Al-Baghdadi's killing marks a major victory for US forces after the reclusive leader has spent the last five years in hiding while the United States placing a $25 million bounty on his head in 2016.
Since then, the CIA's mission to find the leader got a boost in Summer 2019 when one of al-Baghdadi's wives and a courier were arrested and interrogated, according to the New York Times.
The Times reports that the agency ramped up its plans for Baghdadi's capture in coordination with Iraqi and Kurdish intelligence officials in Iraq and Syria, who helped narrow down the leader's exact location and strategically place spies to monitor his movements in the months before US forces moved in for the strike.
However, as agents moved closer to a definite plan of attack, Trump's shock decision earlier this month to pull US troops out of northern Syria, allowing Turkish forces to attack US-allied Kurds, caused concerns that US relationships and the mission at large was jeopardized.

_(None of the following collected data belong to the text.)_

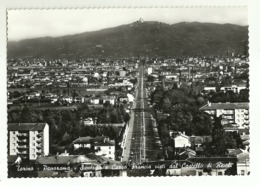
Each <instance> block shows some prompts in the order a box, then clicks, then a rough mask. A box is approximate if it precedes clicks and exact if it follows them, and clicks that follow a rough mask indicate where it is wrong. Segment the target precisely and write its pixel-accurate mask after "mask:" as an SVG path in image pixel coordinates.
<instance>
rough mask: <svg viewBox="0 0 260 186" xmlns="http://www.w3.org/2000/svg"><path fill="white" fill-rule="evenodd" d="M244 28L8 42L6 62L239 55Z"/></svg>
mask: <svg viewBox="0 0 260 186" xmlns="http://www.w3.org/2000/svg"><path fill="white" fill-rule="evenodd" d="M246 41H248V27H247V26H238V25H232V24H213V23H199V22H192V23H186V22H181V23H177V24H173V25H168V24H165V23H160V22H142V23H140V22H135V23H132V24H128V25H122V26H118V27H114V28H107V29H103V30H99V31H94V32H84V33H80V34H75V35H67V36H62V37H43V38H35V39H26V40H22V41H19V42H8V58H18V57H32V58H47V59H48V58H69V59H71V58H75V59H78V58H88V57H131V56H138V55H140V56H147V55H148V56H150V57H154V56H169V57H174V56H187V55H191V56H194V55H223V54H226V52H227V51H233V52H235V53H236V54H242V53H243V52H244V49H245V42H246Z"/></svg>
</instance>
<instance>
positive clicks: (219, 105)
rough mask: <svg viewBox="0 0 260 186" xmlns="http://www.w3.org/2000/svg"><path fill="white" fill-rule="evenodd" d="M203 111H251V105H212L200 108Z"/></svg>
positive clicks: (204, 106) (236, 104)
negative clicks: (212, 110) (232, 110)
mask: <svg viewBox="0 0 260 186" xmlns="http://www.w3.org/2000/svg"><path fill="white" fill-rule="evenodd" d="M200 109H201V110H216V109H225V110H232V109H249V103H248V102H244V103H210V104H206V105H204V106H203V107H201V108H200Z"/></svg>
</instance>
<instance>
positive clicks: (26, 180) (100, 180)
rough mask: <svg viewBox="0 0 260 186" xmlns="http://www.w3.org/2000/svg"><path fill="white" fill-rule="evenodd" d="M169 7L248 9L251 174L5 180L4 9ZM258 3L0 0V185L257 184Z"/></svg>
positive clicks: (236, 2) (258, 28)
mask: <svg viewBox="0 0 260 186" xmlns="http://www.w3.org/2000/svg"><path fill="white" fill-rule="evenodd" d="M130 6H131V7H143V8H144V7H173V6H189V7H190V6H248V7H249V37H250V38H249V53H250V122H251V134H250V137H251V153H250V155H251V160H250V161H251V172H252V174H251V175H250V176H246V177H239V176H236V177H233V176H223V177H171V178H169V177H168V178H167V177H151V178H150V177H149V178H145V177H142V178H140V177H139V178H89V179H86V178H83V179H81V178H63V179H59V178H56V179H50V178H49V179H48V178H46V179H44V178H37V179H30V178H25V179H7V155H6V154H7V153H6V152H7V147H6V145H7V143H6V142H7V135H6V134H7V125H6V123H7V108H6V105H7V104H6V100H7V96H6V9H28V8H38V9H39V8H44V9H46V8H51V9H53V8H57V9H58V8H84V7H86V8H87V7H91V8H100V7H110V8H116V7H126V8H127V7H130ZM259 10H260V1H259V0H250V1H247V0H142V1H141V0H131V1H130V0H129V1H128V0H127V1H126V0H124V1H122V0H92V1H91V0H0V28H1V31H0V76H1V78H0V89H1V91H0V105H1V106H2V107H1V109H0V112H1V115H0V119H1V120H0V121H2V122H1V123H0V137H1V140H0V185H18V184H27V185H37V186H38V185H47V184H52V183H55V184H59V185H73V184H77V185H78V184H84V185H86V184H88V185H90V184H95V185H96V184H97V185H101V184H104V185H173V184H174V185H178V184H182V185H186V184H187V185H197V184H198V185H204V184H205V185H210V186H214V185H243V184H248V185H251V184H253V185H254V183H256V184H257V182H258V180H259V179H257V176H258V173H259V172H260V171H259V166H258V165H260V162H259V158H258V157H259V156H258V155H259V150H258V148H259V147H258V140H259V136H260V133H259V132H260V131H259V124H258V118H257V116H258V114H260V106H259V103H260V102H259V99H257V98H258V97H257V96H259V95H260V91H259V90H260V88H259V85H260V83H259V82H258V79H259V74H260V73H259V70H260V68H259V67H260V24H259V17H260V15H259Z"/></svg>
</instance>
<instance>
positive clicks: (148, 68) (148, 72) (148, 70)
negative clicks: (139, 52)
mask: <svg viewBox="0 0 260 186" xmlns="http://www.w3.org/2000/svg"><path fill="white" fill-rule="evenodd" d="M151 73H153V68H152V67H149V68H148V69H147V74H148V75H150V74H151Z"/></svg>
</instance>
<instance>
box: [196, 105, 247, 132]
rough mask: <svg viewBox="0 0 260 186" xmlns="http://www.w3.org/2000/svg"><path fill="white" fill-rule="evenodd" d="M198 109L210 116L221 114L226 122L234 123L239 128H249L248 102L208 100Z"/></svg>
mask: <svg viewBox="0 0 260 186" xmlns="http://www.w3.org/2000/svg"><path fill="white" fill-rule="evenodd" d="M200 110H203V111H204V112H206V113H208V114H210V115H211V116H216V117H220V116H222V119H224V120H225V121H226V123H236V124H237V126H238V128H239V129H247V128H249V103H210V102H208V103H207V104H206V105H204V106H203V107H201V108H200Z"/></svg>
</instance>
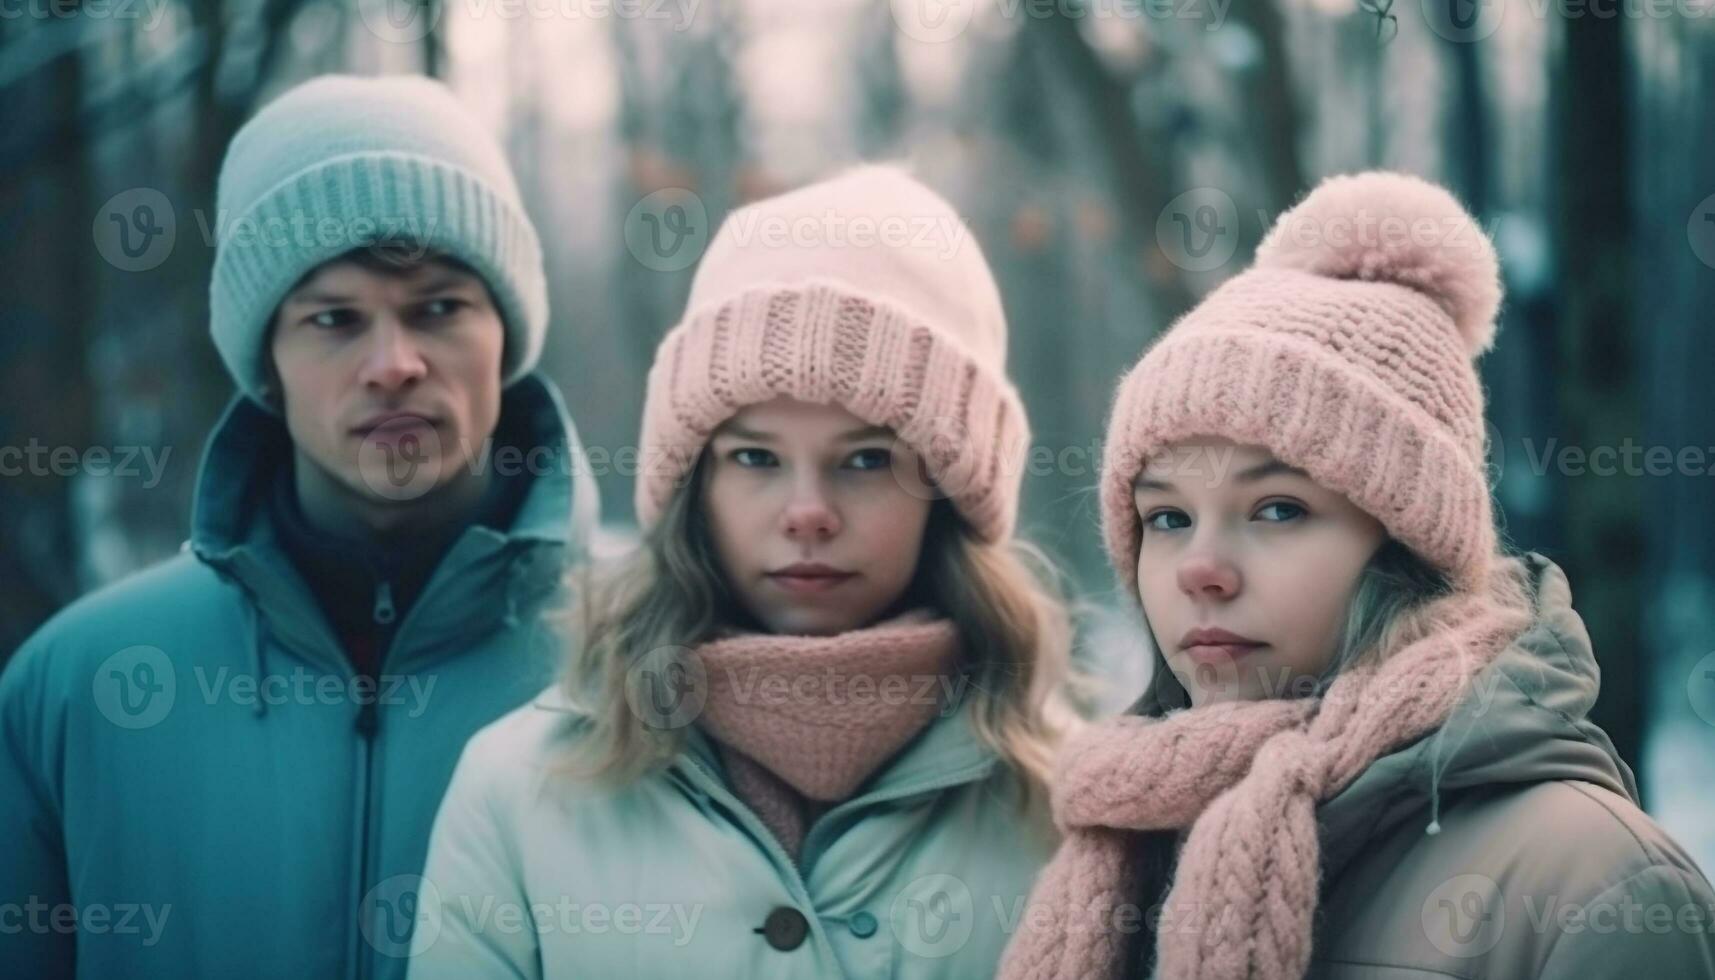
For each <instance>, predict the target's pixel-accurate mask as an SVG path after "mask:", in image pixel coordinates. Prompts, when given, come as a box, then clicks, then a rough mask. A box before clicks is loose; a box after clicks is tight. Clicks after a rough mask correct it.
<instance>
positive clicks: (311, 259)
mask: <svg viewBox="0 0 1715 980" xmlns="http://www.w3.org/2000/svg"><path fill="white" fill-rule="evenodd" d="M216 215H218V218H220V221H218V225H220V232H218V239H216V244H214V276H213V281H211V283H209V330H211V333H213V338H214V347H216V348H218V350H220V355H221V360H223V362H225V364H226V371H230V372H232V376H233V379H235V381H237V383H238V388H240V390H242V391H244V393H245V395H250V396H252V400H256V402H257V403H259V405H262V407H264V408H269V410H274V408H273V407H271V405H269V403H268V400H266V398H264V396H262V395H261V388H262V384H264V383H266V378H268V374H266V357H268V352H266V350H264V347H262V345H264V342H266V338H268V331H269V324H271V323H273V318H274V311H276V309H278V307H280V302H281V300H283V299H285V295H286V292H288V290H290V288H292V287H293V285H295V283H297V281H298V280H300V278H304V275H305V273H309V271H310V269H314V268H316V266H319V264H322V263H326V261H329V259H334V257H338V256H341V254H345V252H350V251H353V249H362V247H372V245H386V244H403V245H406V247H412V249H418V247H427V249H432V251H437V252H444V254H448V256H453V257H456V259H460V261H463V263H465V264H468V266H470V268H472V269H475V271H477V275H480V276H482V278H484V281H485V283H487V287H489V292H490V293H492V295H494V300H496V304H497V305H499V312H501V319H502V323H504V328H506V354H504V360H502V366H501V372H502V379H504V381H506V383H513V381H516V379H518V378H523V376H525V374H527V372H528V371H530V369H532V367H535V362H537V359H539V357H540V355H542V342H544V338H545V336H547V278H545V273H544V268H542V247H540V244H539V242H537V233H535V227H532V223H530V218H528V216H527V215H525V208H523V199H521V197H520V194H518V185H516V182H514V180H513V172H511V166H509V165H508V163H506V154H504V153H502V151H501V144H499V141H497V139H496V137H494V136H492V134H490V127H489V124H485V122H484V120H480V118H477V117H475V113H472V112H470V110H468V108H465V105H463V103H460V101H458V98H456V96H454V94H453V93H451V89H448V88H446V86H444V84H442V82H437V81H434V79H425V77H415V76H389V77H355V76H322V77H317V79H312V81H309V82H304V84H300V86H297V88H293V89H292V91H288V93H286V94H283V96H280V98H276V100H274V101H271V103H268V105H266V106H264V108H262V110H261V112H257V113H256V117H254V118H250V120H249V122H247V124H245V125H244V127H242V129H240V130H238V134H237V136H233V139H232V146H230V148H228V149H226V158H225V161H223V163H221V172H220V189H218V204H216Z"/></svg>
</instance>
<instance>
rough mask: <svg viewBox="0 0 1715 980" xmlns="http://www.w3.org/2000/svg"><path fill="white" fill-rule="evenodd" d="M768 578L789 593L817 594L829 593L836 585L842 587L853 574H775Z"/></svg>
mask: <svg viewBox="0 0 1715 980" xmlns="http://www.w3.org/2000/svg"><path fill="white" fill-rule="evenodd" d="M768 578H770V580H772V582H773V584H777V585H779V587H780V589H785V590H787V592H799V594H815V592H827V590H828V589H833V587H835V585H840V584H842V582H845V580H847V578H852V575H851V573H842V575H785V573H775V575H768Z"/></svg>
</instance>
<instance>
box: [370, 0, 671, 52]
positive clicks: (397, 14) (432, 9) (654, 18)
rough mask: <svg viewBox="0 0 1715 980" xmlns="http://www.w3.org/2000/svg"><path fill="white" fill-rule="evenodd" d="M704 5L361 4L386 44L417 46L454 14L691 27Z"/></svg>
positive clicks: (632, 4) (624, 3) (536, 19)
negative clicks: (440, 25) (609, 22)
mask: <svg viewBox="0 0 1715 980" xmlns="http://www.w3.org/2000/svg"><path fill="white" fill-rule="evenodd" d="M700 5H701V0H446V2H442V3H425V2H422V0H358V3H357V12H358V17H362V21H364V27H367V29H369V33H370V34H374V36H376V38H379V39H382V41H389V43H394V45H415V43H418V41H422V39H424V38H427V36H429V33H430V31H434V29H436V27H437V26H439V24H441V22H442V21H444V19H446V17H448V14H451V15H453V17H454V19H463V21H478V22H480V21H497V22H501V24H511V22H518V21H653V22H664V24H667V26H669V29H672V31H674V33H683V31H686V29H689V27H691V22H693V21H695V19H696V9H698V7H700Z"/></svg>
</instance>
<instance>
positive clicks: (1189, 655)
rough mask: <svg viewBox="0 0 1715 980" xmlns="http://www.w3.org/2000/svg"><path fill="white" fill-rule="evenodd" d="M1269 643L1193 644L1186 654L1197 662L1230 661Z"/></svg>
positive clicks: (1235, 660)
mask: <svg viewBox="0 0 1715 980" xmlns="http://www.w3.org/2000/svg"><path fill="white" fill-rule="evenodd" d="M1266 645H1267V644H1192V645H1188V647H1185V656H1187V657H1190V659H1192V661H1197V662H1201V664H1202V662H1211V661H1213V662H1230V661H1237V659H1240V657H1243V656H1247V654H1252V652H1255V650H1261V649H1262V647H1266Z"/></svg>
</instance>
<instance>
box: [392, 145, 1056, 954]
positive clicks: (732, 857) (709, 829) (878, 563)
mask: <svg viewBox="0 0 1715 980" xmlns="http://www.w3.org/2000/svg"><path fill="white" fill-rule="evenodd" d="M782 230H784V235H782V233H780V232H782ZM1005 343H1007V335H1005V319H1003V316H1002V307H1000V297H998V292H996V288H995V283H993V278H991V275H990V271H988V266H986V263H984V259H983V256H981V252H979V249H978V245H976V242H974V240H972V239H971V235H969V232H967V230H966V228H964V225H962V223H960V221H959V220H957V216H955V215H954V211H952V209H950V208H948V206H947V203H945V201H942V199H940V197H938V196H935V194H933V192H931V191H928V189H926V187H923V185H921V184H918V182H916V180H912V178H909V177H907V175H904V173H902V172H897V170H892V168H875V166H870V168H859V170H854V172H849V173H845V175H842V177H839V178H833V180H828V182H823V184H816V185H811V187H808V189H803V191H797V192H792V194H785V196H780V197H775V199H770V201H763V203H760V204H755V206H749V208H744V209H741V211H737V213H736V215H732V216H731V218H729V220H727V221H725V223H724V225H722V228H720V232H719V233H717V237H715V240H713V242H712V244H710V249H708V252H707V256H705V257H703V264H701V266H700V269H698V275H696V281H695V283H693V288H691V299H689V305H688V314H686V318H684V319H683V321H681V323H679V326H676V328H674V330H672V331H671V333H669V335H667V338H665V340H664V342H662V345H660V348H659V352H657V357H655V364H653V369H652V371H650V376H648V391H647V400H645V419H643V438H641V453H643V475H641V477H640V482H638V489H636V503H638V515H640V518H641V522H643V523H645V529H647V541H645V546H643V547H641V549H640V551H638V553H636V554H635V556H633V558H631V560H629V561H628V563H626V565H624V566H623V568H619V570H617V572H614V573H609V575H605V577H602V578H600V580H597V582H585V584H583V587H581V589H580V592H581V597H580V602H578V609H576V614H575V620H576V644H575V649H573V656H571V661H569V666H568V669H566V675H564V681H563V683H559V685H556V688H551V692H549V695H547V697H544V699H539V704H533V705H527V707H523V709H520V711H518V712H514V714H511V716H509V717H506V719H501V721H499V723H496V724H492V726H490V728H487V729H485V731H482V733H478V735H477V736H475V738H473V740H472V741H470V745H468V748H466V752H465V757H463V760H461V762H460V765H458V771H456V774H454V777H453V786H451V789H449V791H448V796H446V800H444V803H442V808H441V815H439V820H437V824H436V831H434V839H432V844H430V853H429V862H427V870H425V872H424V882H422V884H420V887H418V894H420V896H422V898H420V901H418V908H420V911H418V918H420V925H418V932H417V942H415V944H413V963H412V975H413V977H418V978H422V977H490V975H496V977H672V978H681V977H748V978H758V977H804V978H823V977H911V978H918V977H923V978H928V977H960V978H962V977H984V975H993V971H995V966H996V963H998V959H1000V953H1002V949H1003V946H1005V941H1007V937H1008V929H1007V927H1008V922H1010V918H1008V916H1010V915H1014V913H1015V910H1019V908H1020V906H1022V903H1024V898H1026V896H1027V894H1029V887H1031V882H1032V880H1034V877H1036V874H1038V870H1039V868H1041V865H1043V863H1044V862H1046V860H1048V855H1050V853H1051V850H1053V844H1055V839H1053V827H1051V824H1050V822H1048V819H1046V774H1048V764H1050V762H1051V759H1053V748H1055V743H1056V731H1058V728H1060V724H1062V719H1065V716H1063V714H1062V712H1058V711H1056V705H1058V688H1060V685H1062V680H1063V675H1065V671H1067V661H1068V623H1067V613H1065V609H1063V606H1062V604H1060V601H1058V599H1056V592H1055V590H1053V589H1051V585H1053V584H1051V580H1050V578H1046V575H1048V573H1050V570H1048V566H1046V565H1041V563H1038V560H1039V554H1038V553H1034V551H1031V549H1027V547H1026V546H1024V544H1020V542H1017V541H1015V539H1014V537H1012V532H1014V523H1015V515H1017V503H1019V489H1020V486H1019V484H1020V479H1022V460H1024V451H1026V438H1027V429H1026V417H1024V410H1022V407H1020V403H1019V398H1017V395H1015V391H1014V388H1012V384H1010V383H1008V379H1007V378H1005Z"/></svg>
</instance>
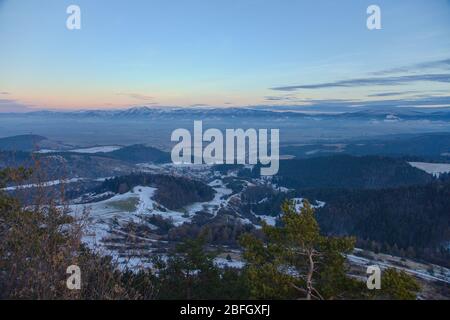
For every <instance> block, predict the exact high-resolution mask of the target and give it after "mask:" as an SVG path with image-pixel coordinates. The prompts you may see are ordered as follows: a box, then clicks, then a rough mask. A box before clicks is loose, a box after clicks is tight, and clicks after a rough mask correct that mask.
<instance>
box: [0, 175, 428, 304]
mask: <svg viewBox="0 0 450 320" xmlns="http://www.w3.org/2000/svg"><path fill="white" fill-rule="evenodd" d="M11 173H13V174H15V175H19V176H23V177H25V176H26V175H27V174H28V172H26V171H18V172H12V171H9V172H1V173H0V185H4V183H2V182H5V181H6V180H8V177H7V176H9V175H10V174H11ZM283 211H284V216H283V225H282V227H280V228H275V227H270V226H264V228H263V233H264V236H263V238H262V239H261V238H257V237H255V236H253V235H249V234H246V235H244V236H242V237H240V244H241V246H242V250H243V259H244V261H245V262H246V264H245V267H244V268H243V269H233V268H219V267H218V266H217V265H216V263H215V261H214V259H215V257H216V256H217V252H214V251H213V250H212V249H211V248H209V247H207V246H206V245H205V241H204V239H203V236H202V235H201V236H200V237H197V238H196V239H193V240H185V241H184V242H182V243H180V244H179V245H178V246H176V248H175V249H174V250H173V251H171V252H170V253H169V254H168V255H167V256H166V257H158V256H155V257H154V259H153V266H152V268H141V269H140V271H139V272H134V271H131V270H127V269H123V266H122V268H120V267H119V265H118V264H116V263H115V262H114V261H112V260H111V258H107V257H102V256H100V255H98V254H96V253H95V252H92V251H90V250H88V249H87V248H86V247H85V246H84V245H83V244H82V242H81V239H82V236H83V227H82V226H83V225H84V224H83V221H82V220H78V219H74V218H71V217H70V216H68V215H67V212H66V211H65V210H64V209H61V208H60V207H56V206H54V205H53V204H52V202H51V201H50V202H47V203H44V202H42V203H36V205H35V206H34V207H32V208H24V207H23V206H21V204H20V203H19V202H18V201H17V200H15V199H13V198H10V197H8V196H6V195H4V194H0V221H1V223H0V298H1V299H307V300H310V299H311V300H312V299H351V298H360V299H415V298H416V296H417V292H418V290H419V289H420V288H419V286H418V284H417V282H416V281H415V280H414V279H413V278H412V277H410V276H408V275H407V274H405V273H403V272H397V271H395V270H392V269H390V270H386V271H384V272H383V275H382V283H383V286H382V289H381V290H375V291H370V290H367V288H366V286H365V283H364V282H362V281H359V280H356V279H354V278H352V277H350V276H348V269H347V264H346V260H345V257H344V254H346V253H349V252H351V251H352V250H353V246H354V240H353V239H352V238H336V237H333V238H331V237H326V236H323V235H322V234H321V233H320V229H319V227H318V224H317V222H316V220H315V217H314V211H313V210H312V208H311V206H309V204H308V203H305V206H304V209H303V210H302V212H301V213H300V214H299V213H298V212H295V210H294V209H293V206H292V205H291V204H289V203H286V204H285V205H284V207H283ZM228 260H229V261H230V262H231V261H232V258H231V257H228ZM74 265H75V266H78V267H79V268H80V270H81V279H80V280H81V287H80V290H68V288H67V277H68V275H67V274H66V270H67V267H68V266H74Z"/></svg>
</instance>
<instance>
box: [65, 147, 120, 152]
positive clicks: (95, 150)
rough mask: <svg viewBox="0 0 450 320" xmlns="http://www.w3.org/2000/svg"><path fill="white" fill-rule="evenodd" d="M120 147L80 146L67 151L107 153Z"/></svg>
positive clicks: (69, 151) (76, 151)
mask: <svg viewBox="0 0 450 320" xmlns="http://www.w3.org/2000/svg"><path fill="white" fill-rule="evenodd" d="M119 149H122V147H121V146H100V147H90V148H80V149H73V150H69V152H74V153H108V152H113V151H116V150H119Z"/></svg>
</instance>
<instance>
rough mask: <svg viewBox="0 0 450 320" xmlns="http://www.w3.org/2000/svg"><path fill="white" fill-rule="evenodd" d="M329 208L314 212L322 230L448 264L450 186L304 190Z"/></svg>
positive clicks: (449, 233) (434, 185)
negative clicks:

Officials who spoke to the Times praised the Kurds for continuing their work providing intelligence to the CIA even after Trump announced the US retreat, which ultimately didn't hinder the Syrian and Iraqi Kurds in providing more intelligence for the raid "than any single country," one official told the Times.
Defense Secretary Mark Esper said on ABC's "This Week" on Sunday that despite the months of planning, the decision to execute the mission came within a day of the strikes.
"It wasn't until Thursday and then Friday the president chose his option and gave us the green light to proceed as we did yesterday," Esper said, adding that he didn't know if US forces could have executed the strikes if American troops been completely withdrawn from Syria.
In a free-wheeling press conference the morning after the strike, Trump detailed the mission that trapped the former leader and some of his children in a tunnel before he detonated a suicide vest. The president also thanked Russia, Turkey, Syria, Iraq and Syrian Kurds for their assistance in the strike, but emphasized that US agents were at the heart of the operation.
"This raid was impeccable and could only have taken place with the acknowledgment and help of certain other nations and people," Trump during a nationally-televised press conference on Sunday morning. "I want to thank the nations of Russia, Turkey, Syria, and Iraq and I also want to thank the Syrian Kurds for certain support they were able to give us."